The ever-increasing demand for efficiency, transparency, and outdated legacy systems have made it very clear that technological innovation is no longer a luxury but a necessity. The technology workforce is expected to double the growth of other industries, with some tech categories projected to expand up to five times1 (5x) the current rate by 2023. In an era where technology advancements are made in an unprecedented pace, it’s crucial for the Federal Government to stay ahead of the curve.
The role of the United States Federal Government continues to expand as a global driver of innovation, balancing efficiency and cost-effectiveness to keep the nation competitive. Automation and Artificial Intelligence (AI) continue to trend as buzzworthy terms tossed into tech dialogues.
|You may be familiar with DPA through the more popularized Robotic Process Automation (RPA). RPA uses software robots or bots to mimic human actions in interacting with software applications and systems. It focuses on automating repetitive, rule-based tasks by replicating the exact steps a human operator would take and is a subset of DPA technology.
DPA is not limited to mimicking human actions and can involve more sophisticated decision-making and workflow management capabilities.
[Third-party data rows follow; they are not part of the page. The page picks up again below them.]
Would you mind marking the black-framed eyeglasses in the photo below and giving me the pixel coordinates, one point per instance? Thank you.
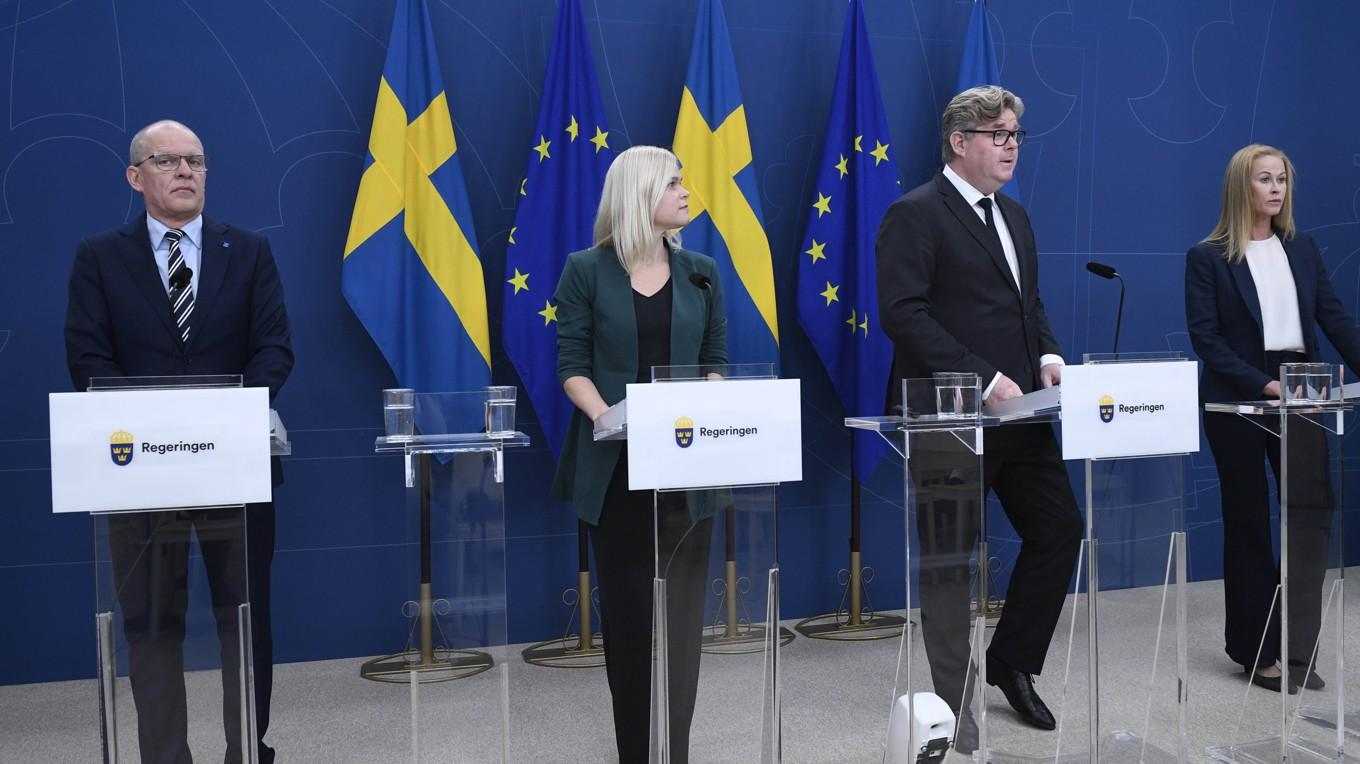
(170, 162)
(1001, 136)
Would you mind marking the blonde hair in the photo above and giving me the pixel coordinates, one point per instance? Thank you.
(633, 191)
(1235, 214)
(973, 108)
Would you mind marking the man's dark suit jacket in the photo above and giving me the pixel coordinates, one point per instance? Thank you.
(945, 294)
(1223, 314)
(120, 322)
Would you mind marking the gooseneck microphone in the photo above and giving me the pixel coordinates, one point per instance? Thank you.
(180, 279)
(1109, 272)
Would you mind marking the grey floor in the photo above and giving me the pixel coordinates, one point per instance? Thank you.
(835, 700)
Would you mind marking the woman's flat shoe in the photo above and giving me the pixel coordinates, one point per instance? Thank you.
(1269, 683)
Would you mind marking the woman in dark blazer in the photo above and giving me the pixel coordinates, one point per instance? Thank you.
(1255, 288)
(631, 302)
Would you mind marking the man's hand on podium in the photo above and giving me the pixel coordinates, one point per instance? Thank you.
(1051, 374)
(1003, 390)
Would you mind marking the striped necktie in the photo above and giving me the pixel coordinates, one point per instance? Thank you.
(181, 284)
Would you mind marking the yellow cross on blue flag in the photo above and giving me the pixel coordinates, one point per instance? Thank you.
(714, 151)
(556, 215)
(411, 271)
(838, 301)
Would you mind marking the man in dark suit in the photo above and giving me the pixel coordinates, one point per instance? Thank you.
(177, 294)
(959, 291)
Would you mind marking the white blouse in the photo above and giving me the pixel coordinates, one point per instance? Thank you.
(1277, 294)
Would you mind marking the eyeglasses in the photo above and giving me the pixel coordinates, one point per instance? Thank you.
(170, 162)
(1000, 137)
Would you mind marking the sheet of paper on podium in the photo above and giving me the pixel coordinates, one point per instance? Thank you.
(1027, 405)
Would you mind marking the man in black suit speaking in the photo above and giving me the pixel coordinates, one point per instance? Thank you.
(959, 291)
(172, 294)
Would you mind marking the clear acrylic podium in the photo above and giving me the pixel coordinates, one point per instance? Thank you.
(456, 616)
(1132, 558)
(173, 617)
(716, 594)
(1307, 615)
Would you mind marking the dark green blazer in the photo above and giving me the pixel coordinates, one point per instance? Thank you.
(597, 337)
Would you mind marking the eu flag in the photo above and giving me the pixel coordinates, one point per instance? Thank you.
(979, 67)
(556, 211)
(411, 271)
(857, 180)
(714, 151)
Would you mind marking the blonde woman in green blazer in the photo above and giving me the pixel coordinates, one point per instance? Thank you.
(631, 302)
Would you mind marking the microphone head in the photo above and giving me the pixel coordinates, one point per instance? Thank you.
(1102, 269)
(181, 278)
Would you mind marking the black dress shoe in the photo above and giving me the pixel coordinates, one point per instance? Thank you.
(1302, 674)
(1019, 689)
(1270, 683)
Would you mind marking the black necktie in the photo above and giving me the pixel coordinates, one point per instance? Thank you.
(992, 222)
(181, 284)
(996, 237)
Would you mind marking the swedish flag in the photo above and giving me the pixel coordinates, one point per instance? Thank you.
(411, 267)
(979, 67)
(558, 203)
(857, 180)
(714, 151)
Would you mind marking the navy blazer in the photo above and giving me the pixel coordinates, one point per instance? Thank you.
(1223, 314)
(120, 321)
(947, 298)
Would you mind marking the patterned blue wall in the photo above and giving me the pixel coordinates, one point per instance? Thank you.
(1133, 109)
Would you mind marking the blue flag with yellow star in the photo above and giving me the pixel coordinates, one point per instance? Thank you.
(714, 151)
(979, 67)
(411, 271)
(556, 212)
(857, 181)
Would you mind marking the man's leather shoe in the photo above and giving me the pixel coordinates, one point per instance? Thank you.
(1272, 683)
(1019, 689)
(1304, 676)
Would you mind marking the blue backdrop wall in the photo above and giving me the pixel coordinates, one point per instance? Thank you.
(1133, 109)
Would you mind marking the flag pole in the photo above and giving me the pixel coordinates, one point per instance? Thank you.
(856, 620)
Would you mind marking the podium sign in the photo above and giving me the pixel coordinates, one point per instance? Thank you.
(159, 449)
(1129, 409)
(707, 434)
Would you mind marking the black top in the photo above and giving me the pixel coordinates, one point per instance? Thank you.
(653, 329)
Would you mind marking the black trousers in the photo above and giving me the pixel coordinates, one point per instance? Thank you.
(1023, 464)
(150, 555)
(1250, 571)
(623, 545)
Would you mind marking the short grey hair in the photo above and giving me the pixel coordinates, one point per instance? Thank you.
(138, 150)
(971, 108)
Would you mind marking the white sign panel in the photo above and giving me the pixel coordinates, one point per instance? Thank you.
(1130, 409)
(159, 449)
(709, 434)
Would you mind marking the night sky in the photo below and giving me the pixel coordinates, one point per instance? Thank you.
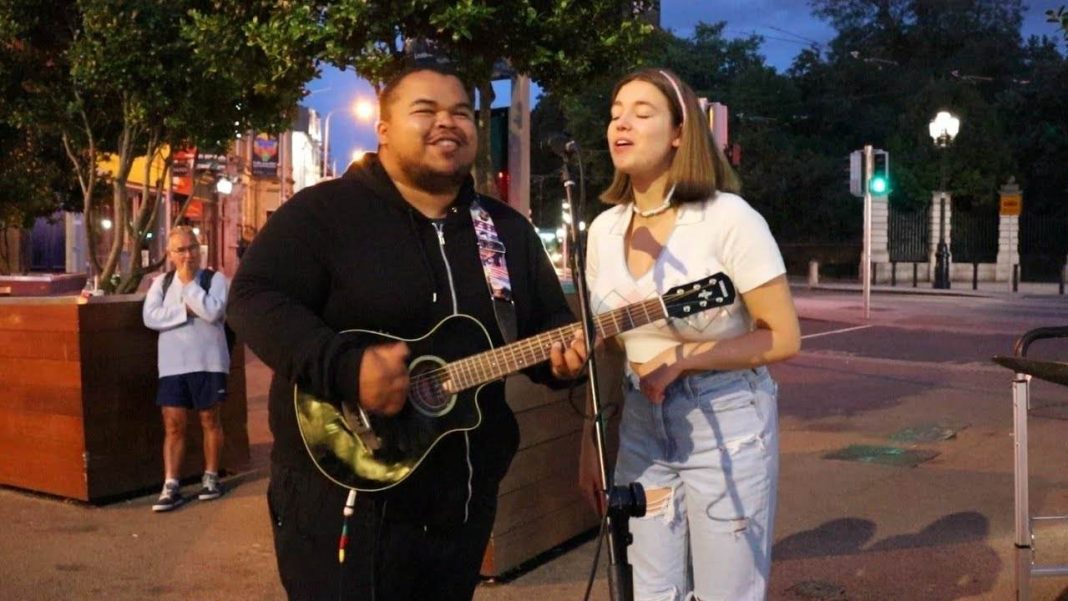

Automation is the art of streamlining and simplifying daily tasks, liberating us from the shackles of monotony. With limited human capital to spare, we turn to automation in order to expand our capacity to “do more” and to choreograph these repetitive processes. Deterministic Process Automation (DPA) is a broader term encompassing a range of technologies that optimize and automate business processes and help orchestrate the intricacies between them.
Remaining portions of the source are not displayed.